Основная причина, по которой Вавилову так улыбнулись некоторые идеи Лысенко (в частности яровизация), заключалась в коллекции семян, которая была собрана в 110 экспедициях по всему миру самим Вавиловым. На основании этой коллекции можно создавать новые сорта растений. Считается, что и сейчас коллекция семян Вавилова способна обеспечить выживание всему миру. На сегодня четверть из растений, чьи семена представлены в коллекции, считаются вымершими - но потенциально они живы, пока цело собрание Вавилова. Вот для этой-то бесценной коллекции и искал Вавилов новые методики работы. Он даже был готов предоставить семена для экспериментов Лысенко. Но выяснилось, что все лысенковские обещания - лишь мыльный пузырь.
В конце концов, дело дошло до открытого конфликта: наука против мракобесия, честность и альтруизм против карьеризма, Вавилов против Лысенко. Лысенко заявил Вавилову: «Вам это плохо кончится!» - и вскоре Вавилов был арестован.
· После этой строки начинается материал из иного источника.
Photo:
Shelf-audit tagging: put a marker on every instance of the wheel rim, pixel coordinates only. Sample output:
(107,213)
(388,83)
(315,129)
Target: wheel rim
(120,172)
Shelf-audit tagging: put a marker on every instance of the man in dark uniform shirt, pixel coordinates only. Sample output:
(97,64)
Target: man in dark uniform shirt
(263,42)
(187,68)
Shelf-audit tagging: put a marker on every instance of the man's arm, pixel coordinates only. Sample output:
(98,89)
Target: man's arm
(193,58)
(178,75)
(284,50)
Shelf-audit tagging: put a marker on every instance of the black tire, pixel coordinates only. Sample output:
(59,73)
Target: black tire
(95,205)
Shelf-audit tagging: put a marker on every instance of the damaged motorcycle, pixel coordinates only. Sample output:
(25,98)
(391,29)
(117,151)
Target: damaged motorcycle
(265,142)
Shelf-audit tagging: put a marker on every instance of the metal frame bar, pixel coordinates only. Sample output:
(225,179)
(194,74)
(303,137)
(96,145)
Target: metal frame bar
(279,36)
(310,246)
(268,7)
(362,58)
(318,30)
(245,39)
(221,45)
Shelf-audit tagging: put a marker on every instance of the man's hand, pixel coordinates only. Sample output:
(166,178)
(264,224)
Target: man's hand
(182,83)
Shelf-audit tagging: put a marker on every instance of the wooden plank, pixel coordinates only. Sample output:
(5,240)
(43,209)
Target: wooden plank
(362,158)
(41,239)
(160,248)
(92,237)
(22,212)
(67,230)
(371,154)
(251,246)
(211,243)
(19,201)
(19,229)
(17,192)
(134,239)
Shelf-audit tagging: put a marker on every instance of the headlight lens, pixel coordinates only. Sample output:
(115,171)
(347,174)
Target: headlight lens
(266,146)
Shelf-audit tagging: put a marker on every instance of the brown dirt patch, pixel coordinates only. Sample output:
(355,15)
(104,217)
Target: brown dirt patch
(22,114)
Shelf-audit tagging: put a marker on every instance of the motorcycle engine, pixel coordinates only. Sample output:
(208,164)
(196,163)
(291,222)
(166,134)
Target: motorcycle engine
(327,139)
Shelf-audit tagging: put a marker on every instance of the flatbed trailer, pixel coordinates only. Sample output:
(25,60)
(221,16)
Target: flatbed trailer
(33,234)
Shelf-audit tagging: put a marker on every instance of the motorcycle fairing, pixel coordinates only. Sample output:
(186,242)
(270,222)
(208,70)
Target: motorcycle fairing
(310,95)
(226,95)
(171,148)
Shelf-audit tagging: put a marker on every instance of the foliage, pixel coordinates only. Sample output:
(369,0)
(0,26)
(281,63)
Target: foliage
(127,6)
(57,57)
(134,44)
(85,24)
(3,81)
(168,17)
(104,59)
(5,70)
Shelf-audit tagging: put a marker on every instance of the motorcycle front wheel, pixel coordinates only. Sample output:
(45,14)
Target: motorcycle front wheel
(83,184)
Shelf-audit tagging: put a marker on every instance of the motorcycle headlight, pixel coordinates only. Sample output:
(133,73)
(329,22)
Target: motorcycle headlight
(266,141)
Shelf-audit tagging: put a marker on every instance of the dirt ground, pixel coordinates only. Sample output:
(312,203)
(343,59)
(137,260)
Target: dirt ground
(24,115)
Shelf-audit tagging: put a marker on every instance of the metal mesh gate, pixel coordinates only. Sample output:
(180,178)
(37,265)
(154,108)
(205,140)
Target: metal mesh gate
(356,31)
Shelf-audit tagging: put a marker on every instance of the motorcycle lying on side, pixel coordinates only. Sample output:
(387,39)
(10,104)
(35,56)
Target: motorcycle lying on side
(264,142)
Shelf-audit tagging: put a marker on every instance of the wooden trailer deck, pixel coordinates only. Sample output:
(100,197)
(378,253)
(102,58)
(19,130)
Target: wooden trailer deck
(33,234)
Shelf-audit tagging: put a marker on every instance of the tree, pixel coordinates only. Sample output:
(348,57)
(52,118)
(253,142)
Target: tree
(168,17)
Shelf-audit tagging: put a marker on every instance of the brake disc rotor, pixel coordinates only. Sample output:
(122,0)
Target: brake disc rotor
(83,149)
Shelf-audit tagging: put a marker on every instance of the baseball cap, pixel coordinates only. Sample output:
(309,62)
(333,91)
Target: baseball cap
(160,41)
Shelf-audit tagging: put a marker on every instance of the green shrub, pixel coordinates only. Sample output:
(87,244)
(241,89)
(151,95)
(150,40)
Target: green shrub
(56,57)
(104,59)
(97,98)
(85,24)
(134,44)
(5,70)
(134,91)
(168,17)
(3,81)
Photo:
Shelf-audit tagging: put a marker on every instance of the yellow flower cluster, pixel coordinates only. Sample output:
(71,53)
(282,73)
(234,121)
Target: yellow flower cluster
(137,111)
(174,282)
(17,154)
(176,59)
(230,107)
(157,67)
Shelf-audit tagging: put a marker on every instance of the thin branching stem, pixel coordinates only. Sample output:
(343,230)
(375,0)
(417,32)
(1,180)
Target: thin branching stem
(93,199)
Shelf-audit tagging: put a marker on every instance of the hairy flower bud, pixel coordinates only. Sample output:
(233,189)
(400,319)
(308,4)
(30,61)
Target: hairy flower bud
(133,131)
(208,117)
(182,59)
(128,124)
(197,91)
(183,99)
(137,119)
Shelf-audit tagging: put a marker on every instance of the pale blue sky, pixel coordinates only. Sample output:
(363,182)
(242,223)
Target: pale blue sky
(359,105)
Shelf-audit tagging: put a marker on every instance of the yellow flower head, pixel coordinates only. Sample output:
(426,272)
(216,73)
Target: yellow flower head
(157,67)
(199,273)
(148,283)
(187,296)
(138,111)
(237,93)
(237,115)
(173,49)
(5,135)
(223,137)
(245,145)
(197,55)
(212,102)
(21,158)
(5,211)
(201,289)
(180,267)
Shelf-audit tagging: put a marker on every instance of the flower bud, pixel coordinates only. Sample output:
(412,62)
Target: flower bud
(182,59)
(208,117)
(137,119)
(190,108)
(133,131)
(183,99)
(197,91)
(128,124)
Поразительно, но даже в издании «Жизнь замечательных людей. Николай Вавилов» (1968 г.) ни слова не сказано о том, как умер ученый: «Это была последняя поездка академика Н.И.Вавилова. Через два с половиной года его не стало…». Создается впечатление, что Вавилов мирно скончался в своей постели от какого-то заболевания, подхваченного то ли в последней поездке, то ли уже в военное время. Ни слова о цинге, о дистрофии, о крупозном воспалении легких и упадке сердечной деятельности - все это отражено лишь в акте от смерти заключенного Н.И. Вавилова, а вовсе не в биографии академика Н.И.Вавилова. Жестокая гримаса судьбы…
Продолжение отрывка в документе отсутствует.